Lula nunca conseguiu impedir a investigação do mensalão. Não que não tivesse tentado. Mas a política de fragmentação partidária não dava ao petista essa margem. De maneira inadvertida, o petismo e o lulismo ajudaram o Brasil a conhecer um pouco mais como se opera a política no país.

    Economia fica mais sólida, mas vive hoje pior momento
    Desafio é retomar crescimento para preservar avanços sociais dos últimos anos
    No poder, PT aposentou promessas mirabolantes como a de dobrar em 4 anos o poder de compra do salário mínimo
    GUSTAVO PATUDE BRASÍLIAEm outubro de 2002, enquanto Lula vencia pela primeira vez a eleição presidencial, as expectativas de inflação para o ano seguinte saltaram de 5,5% para 8%.
    Impensável nos dias de hoje, a escalada repentina das projeções dá uma ideia do terror então inspirado pelo candidato petista entre analistas de mercado, empresários, investidores e especuladores.
    Afinal, chegava ao poder o partido que havia sido contra o Plano Real, a Lei de Responsabilidade Fiscal, o acordo com o FMI (Fundo Monetário Internacional) e o pagamento da dívida externa -basicamente, a tudo que mantinha o precário equilíbrio monetário e financeiro do país.
    Nos anos seguintes, o PT patrocinaria de fato mudanças na condução da economia. Mas a condução da economia mudou muito mais a teoria e a prática do partido.
    Foram abandonados slogans como "Fora, FMI" e promessas mirabolantes como a de dobrar o poder de compra do salário mínimo em quatro anos -não cumprida nem dez anos depois.
    A adesão aos pilares da política execrada nos anos de oposição tranquilizou os mercados. E, com o início de um período de rara prosperidade internacional, a administração petista tirou de cena as principais fragilidades que assombraram o governo FHC.

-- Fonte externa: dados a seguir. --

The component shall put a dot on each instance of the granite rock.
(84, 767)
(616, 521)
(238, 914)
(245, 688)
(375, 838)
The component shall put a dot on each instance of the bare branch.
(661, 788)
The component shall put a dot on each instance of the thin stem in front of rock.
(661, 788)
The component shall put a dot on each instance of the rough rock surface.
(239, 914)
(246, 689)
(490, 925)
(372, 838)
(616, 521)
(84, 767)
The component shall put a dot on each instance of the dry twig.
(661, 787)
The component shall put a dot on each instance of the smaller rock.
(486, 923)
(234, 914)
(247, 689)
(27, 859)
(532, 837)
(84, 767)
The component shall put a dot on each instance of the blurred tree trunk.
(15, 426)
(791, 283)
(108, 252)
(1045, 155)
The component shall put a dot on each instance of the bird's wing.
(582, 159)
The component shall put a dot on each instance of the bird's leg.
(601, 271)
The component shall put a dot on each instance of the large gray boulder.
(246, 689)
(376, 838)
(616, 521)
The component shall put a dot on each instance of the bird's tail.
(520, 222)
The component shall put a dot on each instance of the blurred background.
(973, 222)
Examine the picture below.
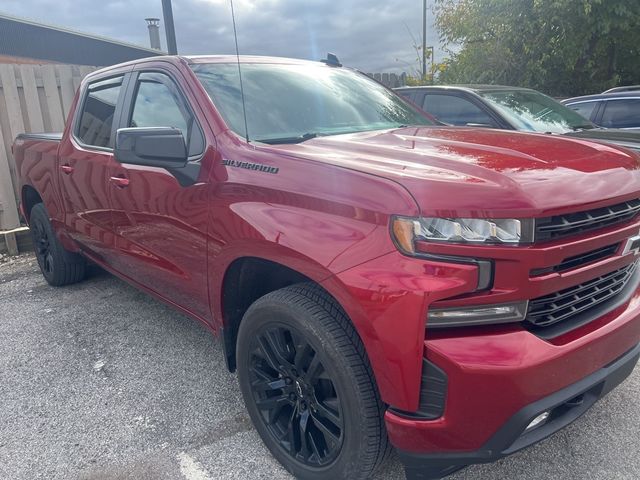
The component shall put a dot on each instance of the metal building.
(24, 41)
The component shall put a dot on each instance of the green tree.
(562, 47)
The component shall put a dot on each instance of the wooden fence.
(33, 98)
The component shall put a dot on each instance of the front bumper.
(564, 406)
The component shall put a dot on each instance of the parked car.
(376, 280)
(511, 108)
(609, 110)
(627, 88)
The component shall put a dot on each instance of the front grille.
(567, 303)
(559, 226)
(578, 260)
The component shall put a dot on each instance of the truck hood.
(452, 171)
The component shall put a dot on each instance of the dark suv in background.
(617, 109)
(511, 108)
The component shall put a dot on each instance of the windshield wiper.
(282, 140)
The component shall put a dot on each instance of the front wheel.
(308, 386)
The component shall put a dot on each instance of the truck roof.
(195, 59)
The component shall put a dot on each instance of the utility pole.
(169, 29)
(424, 39)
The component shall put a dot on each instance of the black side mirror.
(162, 147)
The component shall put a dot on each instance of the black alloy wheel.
(296, 395)
(59, 266)
(308, 386)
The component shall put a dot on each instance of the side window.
(624, 113)
(455, 110)
(96, 117)
(585, 109)
(158, 103)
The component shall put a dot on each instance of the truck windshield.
(293, 103)
(532, 111)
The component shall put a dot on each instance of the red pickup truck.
(376, 280)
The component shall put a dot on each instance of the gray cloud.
(368, 35)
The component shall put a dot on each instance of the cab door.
(85, 159)
(160, 218)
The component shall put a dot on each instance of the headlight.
(477, 315)
(406, 231)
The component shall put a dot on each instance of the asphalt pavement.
(99, 381)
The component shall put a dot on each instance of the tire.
(58, 266)
(308, 386)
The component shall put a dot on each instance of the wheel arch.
(29, 197)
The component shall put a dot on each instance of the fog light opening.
(538, 421)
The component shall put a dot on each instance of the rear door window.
(98, 109)
(585, 109)
(623, 113)
(455, 110)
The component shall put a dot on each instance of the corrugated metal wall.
(33, 98)
(21, 38)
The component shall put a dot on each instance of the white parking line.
(191, 469)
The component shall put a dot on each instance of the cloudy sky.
(367, 34)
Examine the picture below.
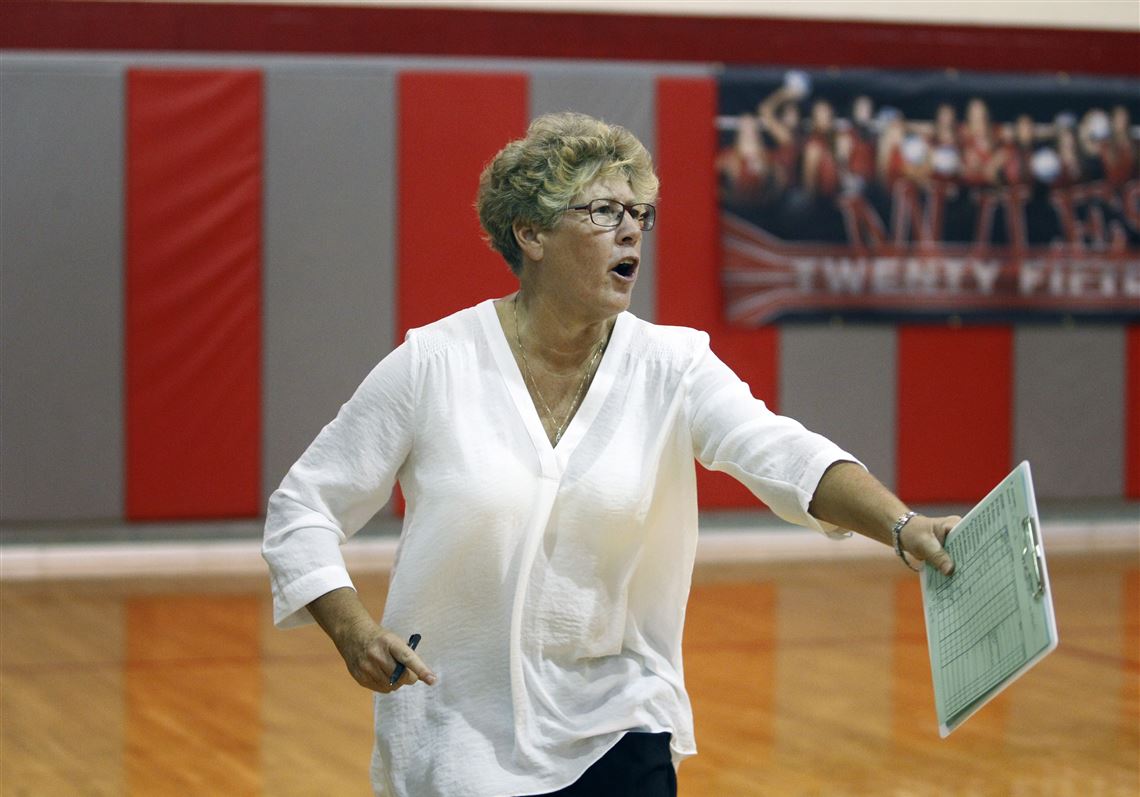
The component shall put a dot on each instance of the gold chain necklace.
(534, 383)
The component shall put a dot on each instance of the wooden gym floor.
(806, 678)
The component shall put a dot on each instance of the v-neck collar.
(553, 457)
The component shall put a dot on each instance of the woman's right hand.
(371, 652)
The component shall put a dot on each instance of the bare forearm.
(341, 615)
(852, 498)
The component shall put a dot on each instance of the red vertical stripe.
(450, 125)
(1132, 413)
(193, 293)
(687, 254)
(954, 412)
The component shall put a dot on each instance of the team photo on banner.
(868, 194)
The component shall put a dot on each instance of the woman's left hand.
(922, 538)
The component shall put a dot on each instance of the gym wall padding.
(60, 291)
(194, 154)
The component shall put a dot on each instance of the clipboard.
(993, 619)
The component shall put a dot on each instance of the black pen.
(413, 641)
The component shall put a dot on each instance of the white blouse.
(548, 583)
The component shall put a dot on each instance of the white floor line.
(243, 558)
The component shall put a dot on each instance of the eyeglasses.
(610, 212)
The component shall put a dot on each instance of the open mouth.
(626, 268)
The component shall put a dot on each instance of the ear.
(529, 238)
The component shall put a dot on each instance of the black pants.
(640, 765)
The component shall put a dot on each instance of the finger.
(945, 526)
(415, 667)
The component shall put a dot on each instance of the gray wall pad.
(1068, 409)
(330, 246)
(624, 96)
(60, 292)
(840, 382)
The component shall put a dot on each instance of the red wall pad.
(450, 124)
(689, 255)
(1132, 413)
(194, 157)
(954, 412)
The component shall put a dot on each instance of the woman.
(545, 445)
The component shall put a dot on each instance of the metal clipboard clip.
(1033, 549)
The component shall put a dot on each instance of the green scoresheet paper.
(993, 619)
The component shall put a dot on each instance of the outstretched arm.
(852, 498)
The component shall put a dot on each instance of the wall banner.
(879, 195)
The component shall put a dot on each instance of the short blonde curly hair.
(534, 179)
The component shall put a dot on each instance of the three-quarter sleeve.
(339, 484)
(774, 456)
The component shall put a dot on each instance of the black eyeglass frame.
(649, 214)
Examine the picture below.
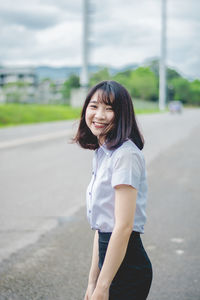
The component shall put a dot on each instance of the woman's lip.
(99, 125)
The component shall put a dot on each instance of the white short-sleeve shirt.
(124, 165)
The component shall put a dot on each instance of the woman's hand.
(89, 291)
(100, 294)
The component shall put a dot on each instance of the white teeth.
(99, 123)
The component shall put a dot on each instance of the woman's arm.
(125, 205)
(94, 269)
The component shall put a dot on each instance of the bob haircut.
(124, 125)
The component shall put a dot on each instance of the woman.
(116, 195)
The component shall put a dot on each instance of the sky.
(122, 32)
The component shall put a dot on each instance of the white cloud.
(121, 32)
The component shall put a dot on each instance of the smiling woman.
(99, 116)
(116, 195)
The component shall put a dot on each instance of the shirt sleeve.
(127, 169)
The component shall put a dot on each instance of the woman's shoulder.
(128, 146)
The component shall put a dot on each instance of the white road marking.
(177, 240)
(151, 247)
(179, 251)
(37, 138)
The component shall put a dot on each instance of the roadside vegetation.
(16, 114)
(142, 83)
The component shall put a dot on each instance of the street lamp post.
(162, 72)
(84, 73)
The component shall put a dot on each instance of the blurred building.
(21, 85)
(11, 75)
(18, 85)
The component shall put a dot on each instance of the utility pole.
(162, 72)
(84, 74)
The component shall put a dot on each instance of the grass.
(16, 114)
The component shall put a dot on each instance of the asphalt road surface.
(39, 263)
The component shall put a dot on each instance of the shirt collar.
(106, 150)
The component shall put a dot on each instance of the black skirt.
(134, 276)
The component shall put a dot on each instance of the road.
(43, 186)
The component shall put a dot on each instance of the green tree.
(144, 84)
(181, 89)
(101, 75)
(72, 82)
(195, 92)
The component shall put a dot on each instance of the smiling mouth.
(99, 125)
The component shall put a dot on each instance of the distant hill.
(64, 72)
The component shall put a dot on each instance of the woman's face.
(98, 115)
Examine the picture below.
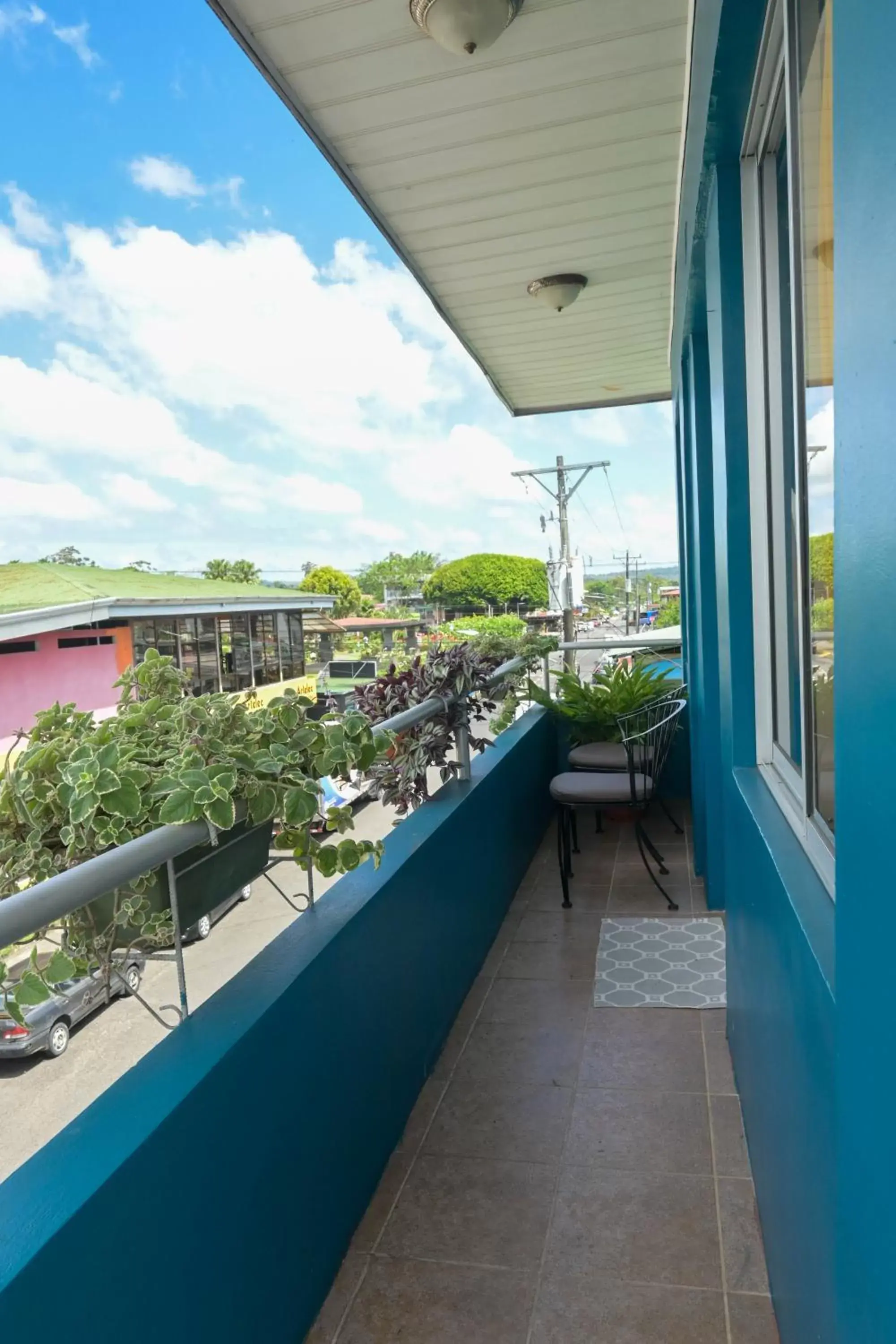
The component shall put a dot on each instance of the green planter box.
(206, 877)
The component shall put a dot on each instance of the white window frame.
(793, 788)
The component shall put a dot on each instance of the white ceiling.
(554, 151)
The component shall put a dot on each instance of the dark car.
(203, 926)
(49, 1025)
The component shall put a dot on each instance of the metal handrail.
(37, 908)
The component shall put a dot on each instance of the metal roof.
(556, 150)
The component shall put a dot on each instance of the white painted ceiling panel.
(554, 151)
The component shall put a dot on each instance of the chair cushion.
(602, 756)
(585, 787)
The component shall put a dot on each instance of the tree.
(398, 572)
(68, 556)
(342, 586)
(236, 572)
(488, 580)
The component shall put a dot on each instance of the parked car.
(47, 1026)
(205, 925)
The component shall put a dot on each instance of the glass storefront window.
(813, 43)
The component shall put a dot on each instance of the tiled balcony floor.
(570, 1175)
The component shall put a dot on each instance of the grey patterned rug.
(661, 964)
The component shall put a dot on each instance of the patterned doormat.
(661, 964)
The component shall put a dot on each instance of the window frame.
(777, 84)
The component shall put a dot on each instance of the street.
(41, 1096)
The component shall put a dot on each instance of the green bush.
(342, 586)
(671, 615)
(488, 580)
(591, 709)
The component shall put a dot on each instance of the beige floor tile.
(379, 1209)
(719, 1070)
(559, 925)
(728, 1137)
(538, 1003)
(741, 1238)
(661, 1057)
(472, 1210)
(753, 1320)
(503, 1053)
(439, 1304)
(601, 1311)
(521, 1123)
(422, 1115)
(640, 1131)
(548, 961)
(590, 900)
(340, 1295)
(645, 1228)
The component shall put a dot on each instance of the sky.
(207, 349)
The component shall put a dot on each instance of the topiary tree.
(488, 580)
(339, 585)
(237, 572)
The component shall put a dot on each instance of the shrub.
(488, 580)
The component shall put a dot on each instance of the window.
(789, 257)
(80, 642)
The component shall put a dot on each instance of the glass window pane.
(143, 639)
(207, 633)
(189, 651)
(817, 253)
(297, 640)
(784, 503)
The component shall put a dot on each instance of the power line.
(616, 507)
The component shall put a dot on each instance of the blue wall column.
(689, 615)
(706, 627)
(864, 37)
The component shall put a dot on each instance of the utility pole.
(628, 558)
(562, 499)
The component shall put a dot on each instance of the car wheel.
(58, 1039)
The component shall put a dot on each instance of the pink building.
(69, 632)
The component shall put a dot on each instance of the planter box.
(206, 875)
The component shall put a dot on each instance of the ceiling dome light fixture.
(464, 27)
(558, 292)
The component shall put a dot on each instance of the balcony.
(408, 1103)
(569, 1172)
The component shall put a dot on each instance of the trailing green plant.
(400, 776)
(591, 709)
(81, 788)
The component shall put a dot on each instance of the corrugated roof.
(554, 151)
(29, 588)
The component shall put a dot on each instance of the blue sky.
(206, 349)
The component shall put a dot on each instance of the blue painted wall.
(864, 37)
(781, 920)
(217, 1186)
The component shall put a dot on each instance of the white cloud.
(76, 37)
(27, 220)
(17, 18)
(129, 492)
(166, 177)
(46, 499)
(25, 285)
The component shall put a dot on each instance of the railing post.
(462, 745)
(179, 941)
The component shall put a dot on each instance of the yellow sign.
(261, 695)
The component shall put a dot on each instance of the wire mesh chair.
(612, 756)
(646, 737)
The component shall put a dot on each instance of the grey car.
(49, 1025)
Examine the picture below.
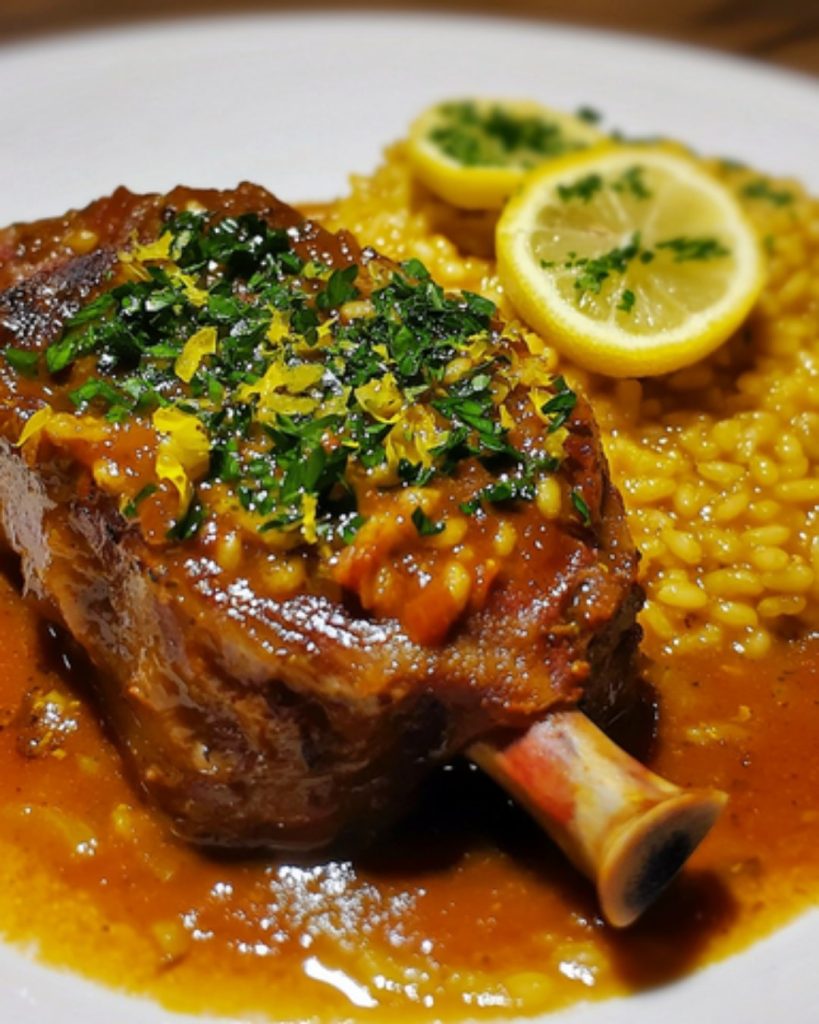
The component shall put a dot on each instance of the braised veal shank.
(272, 687)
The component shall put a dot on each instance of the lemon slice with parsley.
(633, 260)
(474, 153)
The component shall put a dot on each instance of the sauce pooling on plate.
(467, 909)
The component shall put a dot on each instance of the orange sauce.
(465, 910)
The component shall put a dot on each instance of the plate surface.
(298, 103)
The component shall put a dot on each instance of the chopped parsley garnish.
(561, 407)
(762, 188)
(595, 270)
(23, 360)
(241, 354)
(487, 137)
(631, 181)
(580, 508)
(685, 248)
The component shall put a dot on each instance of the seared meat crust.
(286, 722)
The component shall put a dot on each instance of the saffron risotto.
(718, 463)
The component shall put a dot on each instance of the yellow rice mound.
(719, 463)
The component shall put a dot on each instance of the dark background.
(783, 32)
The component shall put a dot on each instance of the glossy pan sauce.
(466, 910)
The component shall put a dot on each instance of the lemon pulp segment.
(474, 153)
(633, 260)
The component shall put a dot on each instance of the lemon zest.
(154, 251)
(35, 424)
(414, 436)
(183, 454)
(194, 351)
(196, 296)
(381, 397)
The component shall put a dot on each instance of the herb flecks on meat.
(276, 383)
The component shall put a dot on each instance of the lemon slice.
(633, 260)
(474, 153)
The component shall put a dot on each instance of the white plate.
(297, 103)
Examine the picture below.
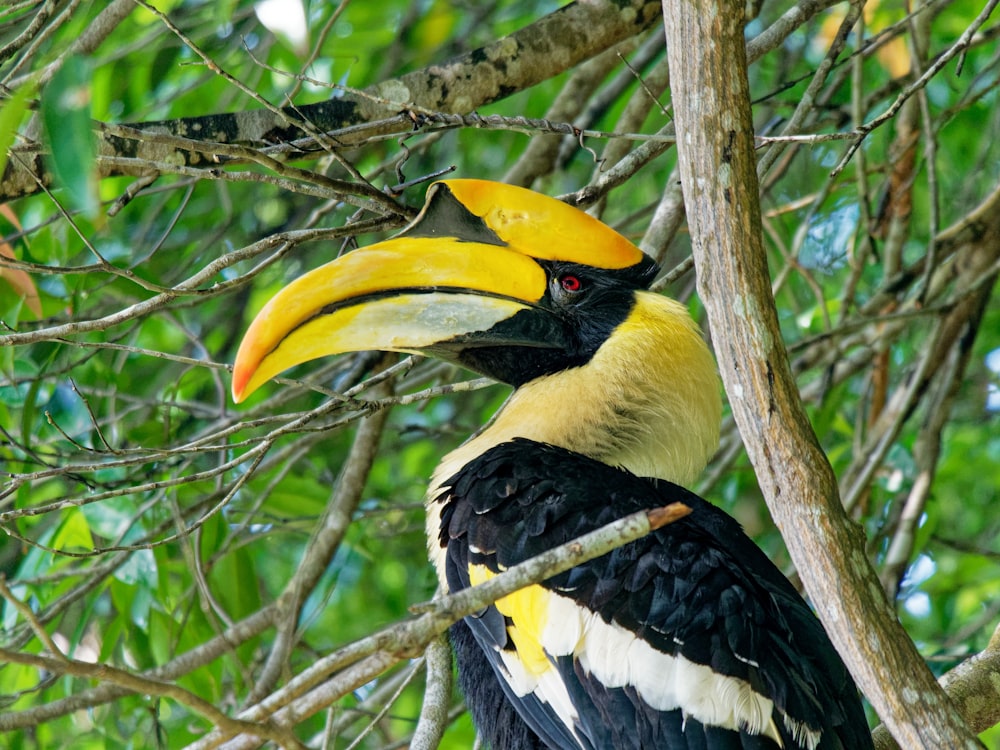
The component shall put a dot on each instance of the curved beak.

    Graças ao crescimento das exportações e dos investimentos estrangeiros, o governo assegurou o cumprimento dos compromissos externos.
    A dívida pública despencou para 35% do PIB, afastando os riscos de insolvência.
    A lua de mel com a ortodoxia acabou com o fim da bonança externa. Desde 2009, o controle dos gastos foi afrouxado, a preocupação com a alta de preços diminuiu e recrudesceu o intervencionismo estatal na tentativa de estimular o crescimento.
    Os liberais deixaram a equipe econômica, agora quase inteiramente composta por egressos da escola desenvolvimentista, ao gosto do PT. Mas, na falta de opção, mantêm-se ao menos no papel as metas fiscais e inflacionárias.
    Neste ano, o Brasil deixou de ser um favorito do mercado global e o PIB estagnado virou piada na imprensa especializada. Mas o PT ainda pode se apegar à indiscutível redução da pobreza, da desigualdade e do desemprego.
    Como em quase toda a América Latina, os indicadores sociais melhoraram rapidamente desde a década passada, devido à combinação de transformações no mercado de trabalho e ao impacto de programas sociais.
    No Brasil, recordista de gasto público na região, a queda da miséria ficou acima da média, e o programa Bolsa Família se tornou a principal marca doméstica e internacional da gestão petista.